The roster is extensive. Kirill Kornilov carries an 18-3 record into tomorrow's matchup against Tony Johnson, while unbeaten prospect Daniil Matsola, 7-0, faces Hadis Ibragimov in the evening's other notable heavyweight contest. Ibragimov himself developed professionally in Saint Petersburg, giving that bout an added local dimension. The wider group also includes Alexander Maslov (12-1), Anton Vinnikov (18-5), Artem Dushenko (6-3), Dmitry Baboryko (2-0), Denis Goltsov (36-9), and Anton Vyazigin (17-6), who trains at the facility regularly.
Johnson, the American heavyweight standing six-foot-one (185 cm), arrives with an 11-3-0 record and brings a measured but efficient striking game.
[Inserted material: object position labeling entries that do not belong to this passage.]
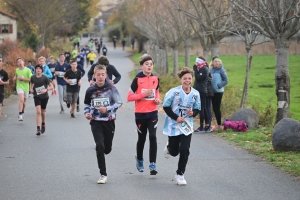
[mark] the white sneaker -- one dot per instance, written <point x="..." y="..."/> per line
<point x="166" y="152"/>
<point x="180" y="179"/>
<point x="102" y="179"/>
<point x="20" y="117"/>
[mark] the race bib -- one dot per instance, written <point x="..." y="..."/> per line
<point x="73" y="81"/>
<point x="151" y="97"/>
<point x="38" y="90"/>
<point x="98" y="102"/>
<point x="61" y="74"/>
<point x="185" y="128"/>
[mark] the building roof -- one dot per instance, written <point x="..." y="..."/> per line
<point x="7" y="14"/>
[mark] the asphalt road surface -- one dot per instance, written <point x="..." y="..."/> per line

He lands two significant strikes per minute at 53 percent accuracy and adds two takedowns per 15 minutes, making him a well-rounded threat for Kornilov to navigate.

Most members of the Saint Petersburg collective compete in ACA, one of Europe's more competitive promotions at heavyweight, and the group's collective losses are understood to reflect the caliber of opposition they regularly face rather than any deficiency in quality.
Why it matters
- The Saint Petersburg gym represents a rare concentration of heavyweight talent outside the traditional North American and Brazilian strongholds.
- Tomorrow's Kornilov-Johnson and Matsola-Ibragimov matchups serve as immediate tests of where this roster stands against international competition.
- Success from either fighter would accelerate the conversation about this collective as a legitimate pipeline to world-level heavyweight competition.